It's Your Fault: What To Know About Fault And Divorce

Many might be under the impression that the advent of so-called no-fault divorces mean that fault is no longer an issue. While all states have a no-fault option for filing divorce, some states still allow fault to be a factor in certain circumstances. Read on to find out more.

It's About the Grounds

In a no-fault divorce, no real grounds are necessary. Each state words this issue differently, with many simply stating the marriage is ending due to irreconcilable differences. In the states that provide an option for a fault divorce, however, the grounds have to be linked to the reason for the party seeking a fault divorce. Take a look at this list of common grounds used in fault divorces; though, keep in mind that they will vary by the state:

  1. Abandonment — Also known as desertion and the time needed for the spouse's absence varies.
  2. Incarceration
  3. Abuse — Either physical or psychological.
  4. Adultery — cheating.
  5. Mental Illness
  6. Substance Abuse
  7. Impotence
  8. Bigamy and other illegal marriages — It should be noted that bigamy along with marrying certain relatives, marrying an under-age person, using deception to marry, and being incapacitated at the wedding constitutes an illegal or invalid marriage in most states and an annulment is the more likely legal action.

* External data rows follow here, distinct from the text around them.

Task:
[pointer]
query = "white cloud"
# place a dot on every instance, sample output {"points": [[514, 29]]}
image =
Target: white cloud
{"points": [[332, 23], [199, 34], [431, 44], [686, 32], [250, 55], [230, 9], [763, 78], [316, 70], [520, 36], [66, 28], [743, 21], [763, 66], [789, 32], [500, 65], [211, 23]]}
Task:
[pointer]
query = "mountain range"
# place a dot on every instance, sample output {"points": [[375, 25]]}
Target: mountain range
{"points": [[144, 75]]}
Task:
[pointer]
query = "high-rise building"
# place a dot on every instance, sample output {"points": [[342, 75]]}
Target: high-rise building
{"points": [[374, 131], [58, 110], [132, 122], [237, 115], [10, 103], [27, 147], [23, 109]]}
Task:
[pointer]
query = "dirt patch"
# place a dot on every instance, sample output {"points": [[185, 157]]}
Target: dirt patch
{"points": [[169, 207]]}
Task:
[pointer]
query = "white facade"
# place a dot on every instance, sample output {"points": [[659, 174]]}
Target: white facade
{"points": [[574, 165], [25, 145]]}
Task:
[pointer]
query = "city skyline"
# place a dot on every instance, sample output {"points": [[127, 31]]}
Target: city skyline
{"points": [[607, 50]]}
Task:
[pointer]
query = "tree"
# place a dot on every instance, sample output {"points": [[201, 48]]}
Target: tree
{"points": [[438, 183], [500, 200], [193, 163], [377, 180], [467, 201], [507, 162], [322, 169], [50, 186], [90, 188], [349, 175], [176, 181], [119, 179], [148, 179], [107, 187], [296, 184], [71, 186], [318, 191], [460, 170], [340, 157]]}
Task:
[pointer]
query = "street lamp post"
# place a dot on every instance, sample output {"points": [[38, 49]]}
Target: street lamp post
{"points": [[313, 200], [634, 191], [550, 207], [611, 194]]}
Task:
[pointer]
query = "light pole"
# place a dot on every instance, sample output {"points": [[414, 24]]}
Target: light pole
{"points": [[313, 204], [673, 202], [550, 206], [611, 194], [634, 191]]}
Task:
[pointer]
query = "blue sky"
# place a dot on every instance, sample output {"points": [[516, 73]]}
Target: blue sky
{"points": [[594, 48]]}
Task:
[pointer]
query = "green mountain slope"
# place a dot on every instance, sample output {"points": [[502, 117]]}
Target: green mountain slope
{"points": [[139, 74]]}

Why Use Fault in a Divorce?

The reasons for citing grounds are many and some of them have nothing to do with the legal system. A party, for example, might cite one of the above grounds listed but the underlying reason might have more to do with revenge, anger, or spite. The legal ramifications for the spouse who is found to be at-fault in the divorce can prompt negative rulings with respect to property, debt, child custody, and visitation issues. For example, in a fault divorce, the victim may be more likely to be awarded a greater share of marital property than the other.

Fighting Against Fault

The accused party has little choice but to fight against the fault charges if they don't want to lose property or custody. There are several defenses used by those spouses, including:

  • Condoned — This means the "victim" spouse went along with one of the issues mentioned above. It must be shown that the other spouse did not raise an objection or looked the other way when the spouse cheated, used drugs, imposed physical harm, etc.
  • Connivance — This would be when both parties participated in the same bad acts.
  • Provoked — A party was forced, coerced, or provoked into an act.